De parallel tussen Vietnam en Palestina mag niet worden opgevat als een claim van gelijkenis. De twee ervaringen zijn elk zeer onderscheidend en weerspiegelen veel specifieke kenmerken van de culturele, historische, economische en politieke ervaring van elk land, evenals de specifieke kenmerken van de relaties met hun regionale omgeving en mondiale setting. Tegelijkertijd delen deze twee volkeren bepalende ervaringen van langdurige slachtofferschap, verweven met bittere verzetsstrijd, omdat hun gewenste nationale verhaal in botsing kwam met de geopolitieke ambities en verplichtingen van de Verenigde Staten. In Vietnam namen de Verenigde Staten de verantwoordelijkheid op zich voor een koloniale oorlog die Frankrijk in 1954 al eens verloren had, en voerden die ruim tien jaar lang met bijna ongeremde woede voort voordat ze in 1975 de zoektocht opgaven en in een nauwelijks verhulde nederlaag naar huis terugslopen. De veronderstelde inzet van het conflict voor de Verenigde Staten in Vietnam werd voornamelijk afgemeten en gerechtvaardigd in de ideologische munteenheid van de Koude Oorlog, die in Azië de lijn tegen het communisme vasthield na 'het verlies van China'. Volgens de belangrijkste rechtvaardiging voor de oorlog was Vietnam een Aziatische dominosteen, die, als het in handen zou vallen van de nationale bevrijdingstroepen, zou leiden tot een snelle verspreiding van het communisme naar de buurlanden van Vietnam, wat vervolgens in Washington werd geïnterpreteerd als de uitbreiding van de Chinese sfeer. van invloed.

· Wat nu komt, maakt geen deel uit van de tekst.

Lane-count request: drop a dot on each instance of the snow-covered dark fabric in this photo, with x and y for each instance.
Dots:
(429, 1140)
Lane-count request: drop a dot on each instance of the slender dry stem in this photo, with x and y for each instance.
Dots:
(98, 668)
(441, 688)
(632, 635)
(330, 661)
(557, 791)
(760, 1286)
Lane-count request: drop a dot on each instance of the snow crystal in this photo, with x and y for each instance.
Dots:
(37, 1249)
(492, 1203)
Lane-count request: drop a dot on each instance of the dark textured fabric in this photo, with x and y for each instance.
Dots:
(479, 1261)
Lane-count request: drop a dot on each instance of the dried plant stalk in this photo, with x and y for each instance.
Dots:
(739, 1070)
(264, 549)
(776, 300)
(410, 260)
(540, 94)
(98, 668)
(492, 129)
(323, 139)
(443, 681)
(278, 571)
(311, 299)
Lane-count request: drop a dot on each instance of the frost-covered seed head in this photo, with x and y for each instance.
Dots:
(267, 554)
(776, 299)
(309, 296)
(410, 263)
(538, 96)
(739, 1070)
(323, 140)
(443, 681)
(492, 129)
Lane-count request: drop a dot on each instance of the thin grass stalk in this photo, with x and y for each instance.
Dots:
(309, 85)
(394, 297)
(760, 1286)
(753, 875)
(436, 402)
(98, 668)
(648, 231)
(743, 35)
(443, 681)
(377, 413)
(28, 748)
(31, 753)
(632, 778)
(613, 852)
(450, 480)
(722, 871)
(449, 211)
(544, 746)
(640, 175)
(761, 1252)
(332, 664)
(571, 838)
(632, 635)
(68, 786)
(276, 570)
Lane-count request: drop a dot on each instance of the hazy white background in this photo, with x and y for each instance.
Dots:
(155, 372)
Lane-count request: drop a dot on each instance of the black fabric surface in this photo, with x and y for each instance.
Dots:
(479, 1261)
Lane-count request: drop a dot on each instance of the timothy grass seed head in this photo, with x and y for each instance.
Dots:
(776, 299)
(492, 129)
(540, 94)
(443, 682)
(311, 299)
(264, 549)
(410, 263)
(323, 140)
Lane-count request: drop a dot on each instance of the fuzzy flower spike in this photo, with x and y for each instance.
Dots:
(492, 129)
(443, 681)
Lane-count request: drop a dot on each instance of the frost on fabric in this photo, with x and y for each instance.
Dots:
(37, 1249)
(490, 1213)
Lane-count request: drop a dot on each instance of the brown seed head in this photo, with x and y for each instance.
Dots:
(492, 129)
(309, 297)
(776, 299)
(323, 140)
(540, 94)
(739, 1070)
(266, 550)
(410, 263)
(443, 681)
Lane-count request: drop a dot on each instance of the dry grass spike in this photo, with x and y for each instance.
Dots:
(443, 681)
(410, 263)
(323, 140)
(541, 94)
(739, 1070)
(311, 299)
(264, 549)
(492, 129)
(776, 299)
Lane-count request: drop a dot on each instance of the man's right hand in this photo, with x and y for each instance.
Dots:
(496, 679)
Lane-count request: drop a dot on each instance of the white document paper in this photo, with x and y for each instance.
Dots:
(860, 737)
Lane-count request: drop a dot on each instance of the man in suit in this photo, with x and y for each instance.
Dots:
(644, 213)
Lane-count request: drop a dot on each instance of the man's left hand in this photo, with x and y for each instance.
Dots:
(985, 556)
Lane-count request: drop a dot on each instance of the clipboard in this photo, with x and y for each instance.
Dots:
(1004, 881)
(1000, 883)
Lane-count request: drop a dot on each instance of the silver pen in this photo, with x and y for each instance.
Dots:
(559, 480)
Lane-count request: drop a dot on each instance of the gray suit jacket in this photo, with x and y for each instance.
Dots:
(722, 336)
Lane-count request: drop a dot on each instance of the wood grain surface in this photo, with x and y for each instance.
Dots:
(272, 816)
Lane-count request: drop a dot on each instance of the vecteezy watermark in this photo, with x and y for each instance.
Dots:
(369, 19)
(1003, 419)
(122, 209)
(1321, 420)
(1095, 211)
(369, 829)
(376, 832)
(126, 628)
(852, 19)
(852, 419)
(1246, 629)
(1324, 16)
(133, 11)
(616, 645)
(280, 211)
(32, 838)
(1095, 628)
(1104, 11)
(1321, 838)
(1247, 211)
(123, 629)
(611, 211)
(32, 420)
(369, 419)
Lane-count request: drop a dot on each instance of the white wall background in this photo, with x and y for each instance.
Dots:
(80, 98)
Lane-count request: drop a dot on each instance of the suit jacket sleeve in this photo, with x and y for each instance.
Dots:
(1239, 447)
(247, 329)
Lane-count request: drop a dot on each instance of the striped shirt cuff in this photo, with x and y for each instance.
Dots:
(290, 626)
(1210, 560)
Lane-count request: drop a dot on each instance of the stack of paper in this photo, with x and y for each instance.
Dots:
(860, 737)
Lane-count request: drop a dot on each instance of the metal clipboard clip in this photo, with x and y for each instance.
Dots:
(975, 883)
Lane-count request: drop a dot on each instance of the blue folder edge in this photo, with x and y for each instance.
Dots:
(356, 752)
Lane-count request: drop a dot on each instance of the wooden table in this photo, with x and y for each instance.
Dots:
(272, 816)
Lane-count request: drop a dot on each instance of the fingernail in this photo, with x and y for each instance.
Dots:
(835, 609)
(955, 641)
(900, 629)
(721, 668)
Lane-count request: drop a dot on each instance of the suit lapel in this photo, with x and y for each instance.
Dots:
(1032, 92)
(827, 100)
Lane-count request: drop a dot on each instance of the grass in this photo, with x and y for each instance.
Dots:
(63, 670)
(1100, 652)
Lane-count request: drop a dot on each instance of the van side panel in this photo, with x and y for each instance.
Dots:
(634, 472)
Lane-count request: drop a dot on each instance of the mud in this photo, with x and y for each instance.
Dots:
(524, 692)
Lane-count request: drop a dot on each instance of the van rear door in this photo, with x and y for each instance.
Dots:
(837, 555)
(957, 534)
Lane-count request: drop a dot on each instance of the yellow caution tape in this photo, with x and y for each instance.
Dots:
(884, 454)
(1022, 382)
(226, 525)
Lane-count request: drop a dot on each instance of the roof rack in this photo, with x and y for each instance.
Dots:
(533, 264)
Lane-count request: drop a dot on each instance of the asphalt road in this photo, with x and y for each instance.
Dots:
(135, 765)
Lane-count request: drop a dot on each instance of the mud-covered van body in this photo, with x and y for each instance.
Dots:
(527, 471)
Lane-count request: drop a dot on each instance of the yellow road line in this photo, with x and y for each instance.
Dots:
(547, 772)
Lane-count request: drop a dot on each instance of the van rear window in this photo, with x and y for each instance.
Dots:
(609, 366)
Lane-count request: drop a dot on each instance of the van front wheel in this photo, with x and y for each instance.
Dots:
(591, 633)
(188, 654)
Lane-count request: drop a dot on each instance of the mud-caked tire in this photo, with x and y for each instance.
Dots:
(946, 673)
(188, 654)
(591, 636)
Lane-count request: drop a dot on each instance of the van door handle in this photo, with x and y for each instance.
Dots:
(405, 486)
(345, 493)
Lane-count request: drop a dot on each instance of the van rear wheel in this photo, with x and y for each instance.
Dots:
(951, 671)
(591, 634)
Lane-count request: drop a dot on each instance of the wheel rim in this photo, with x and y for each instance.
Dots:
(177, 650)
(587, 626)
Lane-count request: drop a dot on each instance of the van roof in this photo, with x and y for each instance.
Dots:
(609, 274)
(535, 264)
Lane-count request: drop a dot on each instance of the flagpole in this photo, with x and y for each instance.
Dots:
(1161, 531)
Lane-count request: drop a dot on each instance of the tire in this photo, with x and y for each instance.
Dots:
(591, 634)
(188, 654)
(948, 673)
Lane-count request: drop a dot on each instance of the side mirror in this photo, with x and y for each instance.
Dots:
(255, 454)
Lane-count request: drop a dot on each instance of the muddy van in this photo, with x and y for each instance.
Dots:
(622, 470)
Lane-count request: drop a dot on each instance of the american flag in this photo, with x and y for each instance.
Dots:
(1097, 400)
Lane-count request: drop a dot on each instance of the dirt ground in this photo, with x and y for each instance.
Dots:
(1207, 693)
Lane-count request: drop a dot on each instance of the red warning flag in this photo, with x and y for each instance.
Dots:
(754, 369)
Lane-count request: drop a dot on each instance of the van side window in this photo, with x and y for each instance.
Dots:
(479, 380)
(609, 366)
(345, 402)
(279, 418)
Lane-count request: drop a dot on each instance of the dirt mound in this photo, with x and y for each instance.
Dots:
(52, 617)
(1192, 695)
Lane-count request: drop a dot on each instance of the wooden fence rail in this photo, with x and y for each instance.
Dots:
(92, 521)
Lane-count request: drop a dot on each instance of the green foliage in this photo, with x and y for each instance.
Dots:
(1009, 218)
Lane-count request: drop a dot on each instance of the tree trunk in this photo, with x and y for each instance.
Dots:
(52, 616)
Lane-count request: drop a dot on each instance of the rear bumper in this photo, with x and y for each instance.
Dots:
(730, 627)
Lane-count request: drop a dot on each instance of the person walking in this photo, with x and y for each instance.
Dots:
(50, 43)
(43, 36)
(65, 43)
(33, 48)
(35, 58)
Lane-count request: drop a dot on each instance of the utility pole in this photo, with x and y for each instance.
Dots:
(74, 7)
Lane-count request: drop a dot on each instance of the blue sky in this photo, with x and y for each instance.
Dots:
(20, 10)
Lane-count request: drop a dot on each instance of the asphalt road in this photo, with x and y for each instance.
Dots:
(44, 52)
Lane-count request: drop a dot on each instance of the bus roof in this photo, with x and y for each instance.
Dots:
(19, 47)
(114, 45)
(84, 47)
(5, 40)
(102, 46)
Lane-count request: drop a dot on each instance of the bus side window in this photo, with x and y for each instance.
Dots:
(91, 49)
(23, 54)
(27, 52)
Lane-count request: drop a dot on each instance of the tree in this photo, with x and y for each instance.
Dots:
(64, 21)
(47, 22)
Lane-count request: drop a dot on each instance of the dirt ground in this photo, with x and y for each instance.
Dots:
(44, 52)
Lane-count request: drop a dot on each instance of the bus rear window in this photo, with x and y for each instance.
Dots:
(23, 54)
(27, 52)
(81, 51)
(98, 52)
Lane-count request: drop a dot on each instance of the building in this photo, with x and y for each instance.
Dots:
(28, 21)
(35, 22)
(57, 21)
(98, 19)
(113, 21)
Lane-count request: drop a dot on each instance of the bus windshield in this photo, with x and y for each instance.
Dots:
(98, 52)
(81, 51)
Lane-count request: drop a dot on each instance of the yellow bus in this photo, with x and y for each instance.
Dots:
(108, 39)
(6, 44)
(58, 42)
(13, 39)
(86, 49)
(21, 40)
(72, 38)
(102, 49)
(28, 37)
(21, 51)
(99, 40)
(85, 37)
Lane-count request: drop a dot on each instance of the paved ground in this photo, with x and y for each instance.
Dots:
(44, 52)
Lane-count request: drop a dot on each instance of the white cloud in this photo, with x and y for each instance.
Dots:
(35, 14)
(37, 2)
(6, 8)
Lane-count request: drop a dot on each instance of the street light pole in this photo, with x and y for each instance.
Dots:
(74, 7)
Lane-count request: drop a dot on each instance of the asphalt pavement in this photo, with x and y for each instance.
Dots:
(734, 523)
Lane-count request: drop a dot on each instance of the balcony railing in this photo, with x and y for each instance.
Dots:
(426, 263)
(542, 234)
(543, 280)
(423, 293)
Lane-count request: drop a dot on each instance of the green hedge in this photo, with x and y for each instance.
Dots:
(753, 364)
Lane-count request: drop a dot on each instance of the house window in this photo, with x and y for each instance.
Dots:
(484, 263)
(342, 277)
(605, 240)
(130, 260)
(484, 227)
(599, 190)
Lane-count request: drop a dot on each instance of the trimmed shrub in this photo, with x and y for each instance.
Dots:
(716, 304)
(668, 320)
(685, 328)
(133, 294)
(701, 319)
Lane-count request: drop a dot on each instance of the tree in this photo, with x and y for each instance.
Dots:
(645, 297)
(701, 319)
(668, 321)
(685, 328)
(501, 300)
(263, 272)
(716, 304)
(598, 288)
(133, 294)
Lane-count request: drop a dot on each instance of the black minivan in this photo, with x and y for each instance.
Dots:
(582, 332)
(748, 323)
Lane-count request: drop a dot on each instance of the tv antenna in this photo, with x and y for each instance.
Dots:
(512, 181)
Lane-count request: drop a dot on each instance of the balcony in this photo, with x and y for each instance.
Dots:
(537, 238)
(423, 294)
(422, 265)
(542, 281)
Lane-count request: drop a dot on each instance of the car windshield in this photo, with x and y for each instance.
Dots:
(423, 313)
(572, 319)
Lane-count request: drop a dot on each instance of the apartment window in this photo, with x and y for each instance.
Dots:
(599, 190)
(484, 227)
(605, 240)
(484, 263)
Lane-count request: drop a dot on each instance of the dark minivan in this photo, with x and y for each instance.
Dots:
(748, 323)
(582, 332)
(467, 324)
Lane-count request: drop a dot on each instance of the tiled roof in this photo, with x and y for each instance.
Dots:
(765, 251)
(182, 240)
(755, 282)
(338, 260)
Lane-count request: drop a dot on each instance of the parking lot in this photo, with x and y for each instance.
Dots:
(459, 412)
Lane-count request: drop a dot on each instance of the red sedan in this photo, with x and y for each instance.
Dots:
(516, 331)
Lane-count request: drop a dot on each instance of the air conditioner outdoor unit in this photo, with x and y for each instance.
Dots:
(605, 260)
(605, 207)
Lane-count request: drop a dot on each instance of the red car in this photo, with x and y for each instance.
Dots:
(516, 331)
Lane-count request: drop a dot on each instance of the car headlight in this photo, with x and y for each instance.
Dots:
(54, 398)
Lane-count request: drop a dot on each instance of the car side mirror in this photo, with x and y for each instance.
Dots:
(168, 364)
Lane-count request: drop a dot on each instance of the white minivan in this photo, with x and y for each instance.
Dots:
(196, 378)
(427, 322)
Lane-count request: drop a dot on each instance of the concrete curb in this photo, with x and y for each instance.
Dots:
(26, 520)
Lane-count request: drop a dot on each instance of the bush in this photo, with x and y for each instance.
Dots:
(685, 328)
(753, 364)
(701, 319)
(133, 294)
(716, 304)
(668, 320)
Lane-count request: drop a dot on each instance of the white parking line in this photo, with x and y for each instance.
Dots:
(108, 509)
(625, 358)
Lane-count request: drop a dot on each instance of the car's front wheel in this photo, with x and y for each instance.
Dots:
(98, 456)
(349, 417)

Natuurlijk waren de ideologische en geopolitieke motivaties, zoals gebruikelijk, verpakt in smerige propaganda over de verdediging van de vrijheid en de bescherming van Zuid-Vietnam tegen agressie uit het Noorden. Deze opgelegde verdeeldheid van Vietnam was zelf een verzinsel van de laatste fase van het westerse koloniale denkbeeld dat de wereld probeerde te laten geloven dat grenzen van geopolitiek gemak voorrang kregen boven het fundamentele recht op zelfbeschikking, dat de organische eenheden van de geschiedenis weerspiegelde. traditie en nationale identiteit. Uiteindelijk, zoals bij de meeste andere antikoloniale strijd, won de nationale beweging uiteindelijk de overhand in de periode na 1945, waarbij ze in Vietnam profiteerde van het geïnspireerde politieke, militaire en ideologische leiderschap van Ho Chi Minh, generaal Vo Nguyen Giap en Le Duan, en een historische traditie van vele eeuwen succes in het verdedigen van nationaal grondgebied tegen buitenlandse indringers, vooral de Chinezen. Bovendien werden de Vietnamezen niet alleen gesterkt door dit historische overwinningsverhaal. Ze waren net zo trots op en geschraagd door een buitengewone staat van dienst op het gebied van verzoening na een conflict met eerdere vijanden, waar veel andere regeringen en samenlevingen goed naar zouden kunnen luisteren. De politieke leiders in Hanoi vertelden buitenlandse bezoekers tijdens de oorlog graag hoe de Vietnamezen een afscheidsbanket klaarmaakten voor hun Chinese indringers toen ze eenmaal voor vrede hadden gekozen, en besloten naar huis terug te keren met de voor de hand liggende implicatie dat als de Amerikanen de oorlog stopten er vriendschap zou kunnen volgen en niet verwijten en bitterheid.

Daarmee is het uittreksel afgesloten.